Complexo de inferioridade

O ser humano possui um complexo de inferioridade crescente. A cada dia as pessoas se sentem mais desvalorizadas e insignificantes… Para compensar o sentimento de insignificância usamos artifícios que chamaremos de acessórios. Tais acessórios podem ser qualquer coisa, apenas precisam desempenhar o papel de valor. E não necessariamente precisa ser um valor positivo. Muitas vezes um valor negativo é tão importante para o saciamento do vazio existencial quanto um valor positivo.

Poderíamos separar os acessórios em três categorias:

Objetos: vestimenta (camisas, sapatos, calças, saias, brincos, colares, pulseiras, etc), maquiagem, carros, motos, computadores, óculos, casas, relógios e por aí vai. Todas essas coisas são visíveis e ,como diz a categoria, objetivas.

Subjetivos: sotaque, país de origem, país de naturalização, experiências de vida (sexual, social, profissional, romântica, etc), conhecimento científico, marcas (nike, Apple, Ford, etc), nacionalismo, filosofia de vida, religião, e por aí vai. Todas essas coisas são abstratas (conceitos) e só se manifestam quando incorporadas em objetos (roupas, computadores, automóveis, hábitos diários, etc).

Quase sempre usamos acessórios objetivos subjetivos de forma híbrida criando um conceito único.
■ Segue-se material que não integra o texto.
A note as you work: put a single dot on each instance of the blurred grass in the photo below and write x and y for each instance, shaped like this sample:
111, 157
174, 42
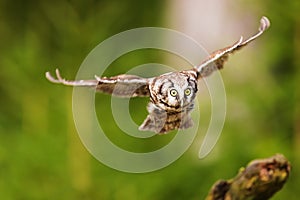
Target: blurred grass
41, 156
Você compraria um carro sem marca? A marca (conceito) é fundamental quando vamos comprar sapatos, relógios, roupas, computadores e até um lápis de pintar! Na grande maioria das vezes nem sabemos de qual material é feito tal produto ou se ele realmente vale o preço cobrado, mas compramos porque maior do que o produto é o conceito que a marca estampada nele trás.

Quanto mais insignificante uma pessoa se sentir mais ela precisará de acessórios para compensar a própria imagem. Mas na verdade não é a imagem que a pessoa tem de si para si, mas de si para os demais. Julgar a si próprio é uma tarefa que requer ousadia, coragem e determinação… e isso cansa porque precisamos fazer isso diariamente, a cada momento. Então preferimos o julgamento dos outros que é mais prático e objetivo.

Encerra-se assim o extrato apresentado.